Second Group Of Activision Blizzard Devs Successfully Unionize
A day after the US National Labor Relations Board denied Activision’s last-minute request to delay Blizzard Albany’s unionization vote, the NLRB opened the ballots to find all 14 votes in favor of unionization. With nearly 80 percent majority, Game Workers Alliance Albany is now Activision Blizzard’s second official union after the original Game Workers Alliance formed from Raven Software’s QA department earlier this year.
Much like Raven Software, Blizzard Albany’s QA team announced its intent to unionize in July, citing poor pay, work conditions, health benefits, and job security as their chief concerns. And just like with Raven, Activision Blizzard immediately began an anti-union campaign by hiring a union-busting law firm and demanding that all of Blizzard Albany vote on unionization rather than just its QA team.

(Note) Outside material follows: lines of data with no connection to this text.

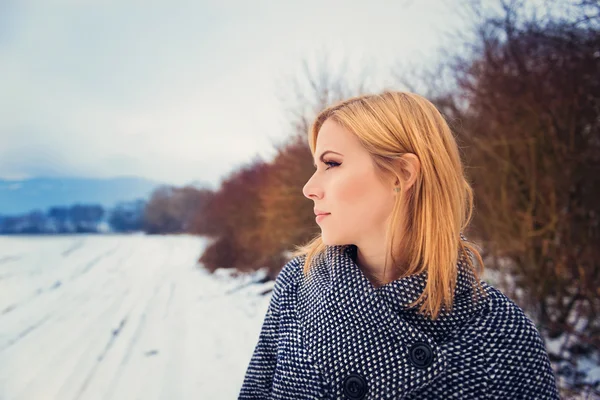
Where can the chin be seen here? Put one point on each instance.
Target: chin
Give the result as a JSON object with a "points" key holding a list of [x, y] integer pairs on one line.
{"points": [[331, 240]]}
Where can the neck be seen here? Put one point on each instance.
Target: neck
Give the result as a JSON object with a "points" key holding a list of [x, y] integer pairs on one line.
{"points": [[372, 263]]}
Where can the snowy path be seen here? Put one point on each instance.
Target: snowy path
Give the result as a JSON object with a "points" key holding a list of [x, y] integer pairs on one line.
{"points": [[120, 317]]}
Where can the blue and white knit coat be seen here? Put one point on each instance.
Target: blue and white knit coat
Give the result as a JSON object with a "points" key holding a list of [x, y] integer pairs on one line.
{"points": [[332, 335]]}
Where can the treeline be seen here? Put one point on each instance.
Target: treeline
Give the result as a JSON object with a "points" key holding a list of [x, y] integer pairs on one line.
{"points": [[525, 105], [523, 98]]}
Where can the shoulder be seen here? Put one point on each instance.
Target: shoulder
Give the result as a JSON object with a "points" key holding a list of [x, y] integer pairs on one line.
{"points": [[514, 348], [504, 321], [289, 276]]}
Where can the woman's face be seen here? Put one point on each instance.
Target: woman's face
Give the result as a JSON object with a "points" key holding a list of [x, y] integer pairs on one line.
{"points": [[346, 185]]}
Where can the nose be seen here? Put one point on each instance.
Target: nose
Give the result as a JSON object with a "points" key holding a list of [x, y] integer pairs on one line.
{"points": [[311, 190]]}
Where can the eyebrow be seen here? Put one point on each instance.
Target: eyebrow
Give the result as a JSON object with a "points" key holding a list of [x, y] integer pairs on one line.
{"points": [[323, 155]]}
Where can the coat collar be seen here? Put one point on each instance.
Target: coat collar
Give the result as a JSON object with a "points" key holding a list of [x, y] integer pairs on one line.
{"points": [[348, 325], [398, 294]]}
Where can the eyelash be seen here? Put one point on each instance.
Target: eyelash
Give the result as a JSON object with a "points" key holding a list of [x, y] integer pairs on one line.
{"points": [[329, 164]]}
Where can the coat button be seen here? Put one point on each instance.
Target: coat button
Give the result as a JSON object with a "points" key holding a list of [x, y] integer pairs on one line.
{"points": [[421, 355], [355, 387]]}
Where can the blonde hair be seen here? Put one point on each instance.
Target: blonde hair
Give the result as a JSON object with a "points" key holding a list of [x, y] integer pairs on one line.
{"points": [[440, 202]]}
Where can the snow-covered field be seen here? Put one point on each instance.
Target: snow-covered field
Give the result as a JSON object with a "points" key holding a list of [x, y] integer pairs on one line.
{"points": [[121, 317]]}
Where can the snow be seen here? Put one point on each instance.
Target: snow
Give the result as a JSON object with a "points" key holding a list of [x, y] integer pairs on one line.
{"points": [[122, 317]]}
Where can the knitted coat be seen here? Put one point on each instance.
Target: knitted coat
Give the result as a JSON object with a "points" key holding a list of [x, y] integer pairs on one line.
{"points": [[332, 335]]}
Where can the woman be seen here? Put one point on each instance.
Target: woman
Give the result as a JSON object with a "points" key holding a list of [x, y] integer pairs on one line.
{"points": [[386, 303]]}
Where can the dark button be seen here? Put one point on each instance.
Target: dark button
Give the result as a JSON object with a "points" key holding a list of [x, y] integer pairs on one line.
{"points": [[420, 355], [355, 387]]}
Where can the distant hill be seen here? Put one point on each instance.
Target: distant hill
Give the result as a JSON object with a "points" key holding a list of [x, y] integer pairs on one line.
{"points": [[22, 196]]}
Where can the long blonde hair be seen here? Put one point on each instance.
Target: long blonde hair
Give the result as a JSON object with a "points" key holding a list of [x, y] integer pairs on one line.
{"points": [[440, 202]]}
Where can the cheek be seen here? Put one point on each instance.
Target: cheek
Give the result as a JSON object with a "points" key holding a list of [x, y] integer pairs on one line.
{"points": [[361, 196]]}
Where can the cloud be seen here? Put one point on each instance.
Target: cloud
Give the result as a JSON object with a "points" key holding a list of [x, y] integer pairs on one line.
{"points": [[173, 91]]}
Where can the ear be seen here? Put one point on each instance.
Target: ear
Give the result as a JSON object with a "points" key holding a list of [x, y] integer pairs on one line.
{"points": [[409, 168]]}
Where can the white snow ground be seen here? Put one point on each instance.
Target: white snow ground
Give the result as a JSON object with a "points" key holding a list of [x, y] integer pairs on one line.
{"points": [[122, 317]]}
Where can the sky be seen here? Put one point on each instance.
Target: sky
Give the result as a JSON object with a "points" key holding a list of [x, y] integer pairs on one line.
{"points": [[181, 91]]}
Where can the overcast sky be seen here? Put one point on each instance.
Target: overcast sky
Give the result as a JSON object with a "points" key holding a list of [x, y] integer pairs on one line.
{"points": [[178, 91]]}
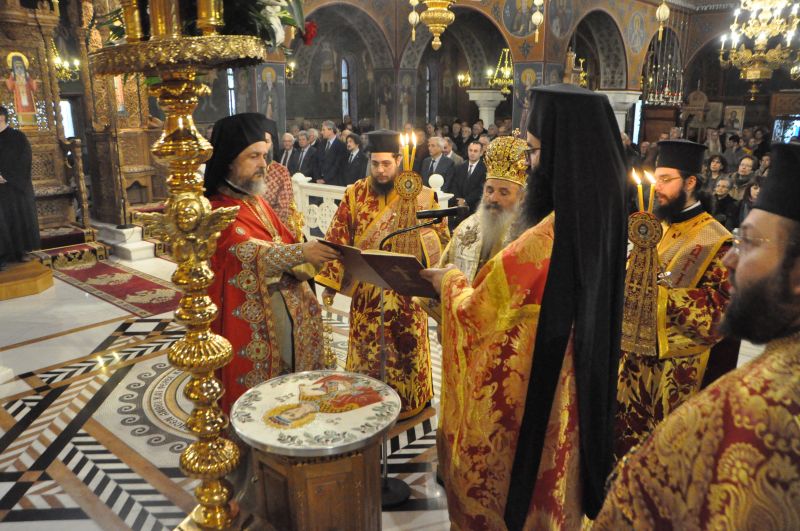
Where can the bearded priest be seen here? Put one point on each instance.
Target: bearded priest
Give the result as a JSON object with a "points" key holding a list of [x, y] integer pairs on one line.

The NLRB found that Blizzard Albany’s QA team constituted a "separate and distinct" department with separate supervision, distinct skills, and "notably lower wages than the excluded employees." Activision attempted to delay the vote, arguing again that all of Blizzard Albany should be included, but the NLRB once again ruled against Activision Blizzard and in favor of Game Workers Alliance Albany.
Despite the NLRB twice issuing rulings against Activision’s argument, the Call of Duty publisher is sticking to its guns in a prepared statement following the successful union vote. "We are considering all options, with a focus on what is best for all employees and to provide the best games for our millions of players," Activision wrote. "We still believe our entire Albany team should have the right to vote. This is about fundamental fairness and rights for every member of the team."
In response to its union win, Game Workers Alliance Albany issued a two-word statement: "We won!"
However, simply being recognized as a union by the NLRB doesn’t mean Albany has achieved total victory yet. Activision Blizzard has proven to be a contentious negotiator, with Game Workers Alliance still without a contract more than six months after holding its successful union vote.